FoMC received $49,537.00 from the Department of Environment, Land, Water and Planning for the Biodiversity On-ground Action grant project: Growing Galada Tamboore – conserving threatened species and ecosystems in Thomastown through community action. This will enable weed control, particularly targeting Lobed Needle-grass and Gorse, plus securing the future of Plains Yam Daisy at the site.
We had an excellent turn up to our training session in May to become Seed Production Area custodians for our Secret Seven project and we now have more volunteers than we needed to tend plants that will produce seed for reintroduction into the Merri environs.
We’ve had a fantastic response to the proposal by FoMC member Anne Frost for a new group of volunteers to gather monthly on a Wednesday morning to help care for Merri Creek. This group will start in August working with Merri Creek Management Committee staff on a range of tasks on the last Wednesday of each month from 10am-12pm.

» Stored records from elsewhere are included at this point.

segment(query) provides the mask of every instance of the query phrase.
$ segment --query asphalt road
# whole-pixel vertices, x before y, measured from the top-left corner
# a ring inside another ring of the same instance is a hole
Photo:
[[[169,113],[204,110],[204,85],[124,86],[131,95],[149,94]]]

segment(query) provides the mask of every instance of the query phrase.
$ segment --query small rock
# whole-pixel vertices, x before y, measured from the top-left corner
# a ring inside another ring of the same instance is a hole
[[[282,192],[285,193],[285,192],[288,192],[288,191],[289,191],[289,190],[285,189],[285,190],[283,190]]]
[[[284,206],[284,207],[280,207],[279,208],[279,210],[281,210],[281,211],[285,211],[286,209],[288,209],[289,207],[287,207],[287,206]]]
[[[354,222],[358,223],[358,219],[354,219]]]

Public land at 67 and 115 Trawalla Avenue, Thomastown had illegal buildings erected on it and Whittlesea Council had given a retrospective permit for them. On behalf of FoMC, Dr Stephen Rowley opposed removal of the reserve status of this land at VCAT, arguing that it could set a precedent for the subdivision and sale of other land adjacent to Merri Creek. However, VCAT decided otherwise.

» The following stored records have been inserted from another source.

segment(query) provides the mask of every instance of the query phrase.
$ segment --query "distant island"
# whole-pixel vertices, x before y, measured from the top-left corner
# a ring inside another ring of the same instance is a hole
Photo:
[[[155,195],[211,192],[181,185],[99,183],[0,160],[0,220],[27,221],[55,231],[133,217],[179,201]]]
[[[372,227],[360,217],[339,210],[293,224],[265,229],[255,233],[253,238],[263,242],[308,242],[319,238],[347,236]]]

Our sub-group, which was known as the Merri and Edgars Creek Confluence Area Restoration Group, or MECCARG for short, has changed its name to Merri Murnong. The new name is much more succinct and more evocative of nature than the former long version mouthful, and much nicer than the former shortened version. Plus it features their iconic rare species which they’ve been celebrating with a festival for ten years this year: the Murnong, or Yam Daisy.